In his pre-release forecast, Sarugaser is in line with the consensus in estimating $8.4 million in revenue, which would be a sequential decrease of 15.2 per cent in relation to the $9.9 million reported in the previous quarter. However, he is more optimistic when it comes to the company’s adjusted EBITDA, as his forecast of a $2.2 million loss comes in well ahead of the consensus outlook of a $4.6 million loss, as well as outpacing the $8.5 million loss reported in the final quarter of 2021.

Overall, Sarugaser forecasts a net income loss of $3.5 million compared to the consensus projection of a $5.1 million loss, while still coming in ahead of the $10.8 million loss reported in the final quarter of 2021.

Skylight comes into its quarterly results release having recently completed the acquisition of Neighbour MD, which brings nine more practices across Central and Southern Florida with over 2,400 owned and affiliated global capitated risk lives under the Skylight umbrella.

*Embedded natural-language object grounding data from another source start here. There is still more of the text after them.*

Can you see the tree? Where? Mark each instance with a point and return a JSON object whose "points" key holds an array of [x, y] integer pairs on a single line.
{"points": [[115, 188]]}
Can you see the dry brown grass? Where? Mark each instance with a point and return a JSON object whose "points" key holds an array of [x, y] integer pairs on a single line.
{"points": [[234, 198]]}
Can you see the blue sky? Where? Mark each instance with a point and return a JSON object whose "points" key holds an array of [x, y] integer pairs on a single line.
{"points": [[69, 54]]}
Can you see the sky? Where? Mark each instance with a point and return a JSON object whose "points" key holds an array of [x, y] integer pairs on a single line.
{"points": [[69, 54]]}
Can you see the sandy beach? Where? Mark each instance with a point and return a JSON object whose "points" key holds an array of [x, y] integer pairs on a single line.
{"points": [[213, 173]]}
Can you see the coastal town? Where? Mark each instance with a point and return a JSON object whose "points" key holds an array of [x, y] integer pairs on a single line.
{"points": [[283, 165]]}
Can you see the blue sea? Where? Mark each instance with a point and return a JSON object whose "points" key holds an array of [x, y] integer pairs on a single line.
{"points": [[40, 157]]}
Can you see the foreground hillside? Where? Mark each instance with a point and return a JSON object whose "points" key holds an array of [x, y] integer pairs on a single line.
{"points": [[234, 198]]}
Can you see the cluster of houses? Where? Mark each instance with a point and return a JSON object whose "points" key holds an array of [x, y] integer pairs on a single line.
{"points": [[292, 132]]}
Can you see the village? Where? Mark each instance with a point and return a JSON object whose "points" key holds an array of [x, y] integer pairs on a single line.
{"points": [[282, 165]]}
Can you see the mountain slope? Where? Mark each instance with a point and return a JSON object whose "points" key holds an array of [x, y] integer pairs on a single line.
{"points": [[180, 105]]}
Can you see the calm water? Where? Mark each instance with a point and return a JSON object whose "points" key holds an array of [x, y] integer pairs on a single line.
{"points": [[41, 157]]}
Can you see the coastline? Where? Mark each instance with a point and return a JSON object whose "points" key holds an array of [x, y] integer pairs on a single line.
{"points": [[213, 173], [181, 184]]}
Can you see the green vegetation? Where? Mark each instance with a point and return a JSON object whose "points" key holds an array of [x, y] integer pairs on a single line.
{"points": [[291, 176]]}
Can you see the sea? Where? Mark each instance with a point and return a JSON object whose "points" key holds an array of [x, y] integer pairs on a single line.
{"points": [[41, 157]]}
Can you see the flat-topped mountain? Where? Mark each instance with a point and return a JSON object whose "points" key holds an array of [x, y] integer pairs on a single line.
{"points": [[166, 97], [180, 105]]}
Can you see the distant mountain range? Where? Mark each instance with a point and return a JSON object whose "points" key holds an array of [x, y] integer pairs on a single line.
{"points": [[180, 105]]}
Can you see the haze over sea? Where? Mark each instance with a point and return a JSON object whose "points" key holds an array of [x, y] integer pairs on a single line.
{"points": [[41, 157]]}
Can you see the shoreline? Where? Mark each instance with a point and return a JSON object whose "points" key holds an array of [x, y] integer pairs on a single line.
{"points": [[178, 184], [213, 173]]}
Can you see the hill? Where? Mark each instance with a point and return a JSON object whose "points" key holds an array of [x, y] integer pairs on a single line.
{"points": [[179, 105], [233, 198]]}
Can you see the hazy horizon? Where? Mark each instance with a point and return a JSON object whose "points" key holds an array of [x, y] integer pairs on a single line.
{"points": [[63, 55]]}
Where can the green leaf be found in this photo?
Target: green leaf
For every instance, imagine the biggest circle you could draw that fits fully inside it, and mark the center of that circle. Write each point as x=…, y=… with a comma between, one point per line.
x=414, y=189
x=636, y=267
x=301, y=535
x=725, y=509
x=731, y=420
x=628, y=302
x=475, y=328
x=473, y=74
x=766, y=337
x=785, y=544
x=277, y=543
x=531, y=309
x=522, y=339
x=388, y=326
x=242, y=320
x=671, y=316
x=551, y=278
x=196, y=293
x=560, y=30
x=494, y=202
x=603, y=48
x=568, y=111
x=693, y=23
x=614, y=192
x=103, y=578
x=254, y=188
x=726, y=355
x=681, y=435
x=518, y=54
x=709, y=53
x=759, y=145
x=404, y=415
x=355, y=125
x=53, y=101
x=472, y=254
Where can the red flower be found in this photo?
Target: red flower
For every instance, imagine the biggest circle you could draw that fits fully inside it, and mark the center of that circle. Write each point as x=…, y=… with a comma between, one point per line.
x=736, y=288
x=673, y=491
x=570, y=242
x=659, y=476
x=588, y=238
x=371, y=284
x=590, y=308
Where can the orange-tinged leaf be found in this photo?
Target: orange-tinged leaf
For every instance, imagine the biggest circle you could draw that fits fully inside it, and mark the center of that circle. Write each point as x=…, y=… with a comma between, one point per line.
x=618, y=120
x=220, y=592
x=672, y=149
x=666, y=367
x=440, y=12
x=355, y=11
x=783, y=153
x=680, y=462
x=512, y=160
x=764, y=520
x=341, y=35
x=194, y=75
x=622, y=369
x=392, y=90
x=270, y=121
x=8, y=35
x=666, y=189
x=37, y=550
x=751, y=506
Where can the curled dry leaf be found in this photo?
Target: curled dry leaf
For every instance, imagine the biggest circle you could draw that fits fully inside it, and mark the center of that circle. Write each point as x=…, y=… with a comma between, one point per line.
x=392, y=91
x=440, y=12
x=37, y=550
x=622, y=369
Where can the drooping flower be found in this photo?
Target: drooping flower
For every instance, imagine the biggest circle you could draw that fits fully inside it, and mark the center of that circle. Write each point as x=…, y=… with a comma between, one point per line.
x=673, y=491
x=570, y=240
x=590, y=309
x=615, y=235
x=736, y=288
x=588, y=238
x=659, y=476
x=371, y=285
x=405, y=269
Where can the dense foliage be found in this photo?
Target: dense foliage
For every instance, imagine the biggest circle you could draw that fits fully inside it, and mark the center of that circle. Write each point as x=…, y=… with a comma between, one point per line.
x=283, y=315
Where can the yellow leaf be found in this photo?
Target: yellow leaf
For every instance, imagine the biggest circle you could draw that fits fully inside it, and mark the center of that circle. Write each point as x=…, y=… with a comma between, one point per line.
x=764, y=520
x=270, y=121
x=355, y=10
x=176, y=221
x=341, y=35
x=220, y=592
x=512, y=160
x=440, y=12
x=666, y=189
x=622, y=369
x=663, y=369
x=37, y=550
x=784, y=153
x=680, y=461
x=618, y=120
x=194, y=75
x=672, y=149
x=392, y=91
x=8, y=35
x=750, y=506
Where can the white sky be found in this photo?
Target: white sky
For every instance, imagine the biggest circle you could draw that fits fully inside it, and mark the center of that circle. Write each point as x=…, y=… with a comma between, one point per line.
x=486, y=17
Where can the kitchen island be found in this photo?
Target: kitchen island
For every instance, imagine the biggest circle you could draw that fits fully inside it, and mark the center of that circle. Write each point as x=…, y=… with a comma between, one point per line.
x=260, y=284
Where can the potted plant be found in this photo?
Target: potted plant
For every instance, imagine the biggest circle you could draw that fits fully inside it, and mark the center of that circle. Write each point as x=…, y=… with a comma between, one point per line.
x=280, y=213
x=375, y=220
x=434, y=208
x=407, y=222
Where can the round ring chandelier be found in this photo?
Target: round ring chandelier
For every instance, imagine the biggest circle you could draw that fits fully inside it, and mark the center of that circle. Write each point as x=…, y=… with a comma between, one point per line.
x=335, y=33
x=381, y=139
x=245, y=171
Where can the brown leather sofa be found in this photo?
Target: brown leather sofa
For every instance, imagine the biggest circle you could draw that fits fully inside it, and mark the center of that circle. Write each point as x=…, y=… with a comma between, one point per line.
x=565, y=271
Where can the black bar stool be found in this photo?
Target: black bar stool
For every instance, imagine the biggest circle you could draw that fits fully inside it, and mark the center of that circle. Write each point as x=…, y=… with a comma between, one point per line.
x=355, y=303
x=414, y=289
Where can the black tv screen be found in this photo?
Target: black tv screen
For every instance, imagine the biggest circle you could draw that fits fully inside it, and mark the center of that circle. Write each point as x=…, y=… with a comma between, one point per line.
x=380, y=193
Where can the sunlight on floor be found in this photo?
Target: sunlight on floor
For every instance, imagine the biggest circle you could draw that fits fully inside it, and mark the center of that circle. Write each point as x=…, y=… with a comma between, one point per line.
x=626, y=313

“We are very pleased to close our largest acquisition to date and welcome the team at Neighbour MD into the Skylight Health Group,” says Prad Sekar, CEO and Co-Founder of Skylight Health in the company’s May 6 press release. “Not only does this more than double our revenue run rate and strengthen our market share in Florida, but it also significantly accelerates our entry into full-risk in 2022, as originally planned for 2025. We are now strongly positioned with risk contracts to begin focusing on our pipeline within Florida that will present Medicare and MA growth.”

The upcoming financial results, along with the Neighbor MD acquisition closing, have prompted Sarugaser to alter his financial expectations, raising his 2022 revenue target from $48 million to $74 million for a potential year-over-year increase of 174.1 per cent, while his 2023 projection more than doubled from $57 million to $118 million, suggesting a year-over-year increase of 59.5 per cent.

From a valuation perspective, Sarugaser lowered his EV/Revenue multiple projection for 2022 from 1.4x to 0.6x, and his 2023 projection dropped from 1.2x to 0.4x.

Meanwhile, Sarugaser continues to forecast negative adjusted EBITDA for the company moving forward, with further losses of $17 million forecasted for 2022 (previously a $3 million loss forecast), while his 2023 forecast is now set at a $13 million loss after previously being projected as breakeven. With his maintained “Sector Perform” rating, Sarugaser asserts a new $3.25 per share target (previously $2.50), which at the time of publication represented a projected one-year return of 311.4 per cent.

“We update our models—in particular, for SLHG’s acquisition of NeighbourMD adding US$35 million trailing 12 months revenue—and, given that we value the company on a multiple of EV/Rev., raise our target to $3.25. With persistent negative sector sentiment, however, we maintain our rating at Market Perform,” Sarugaser wrote.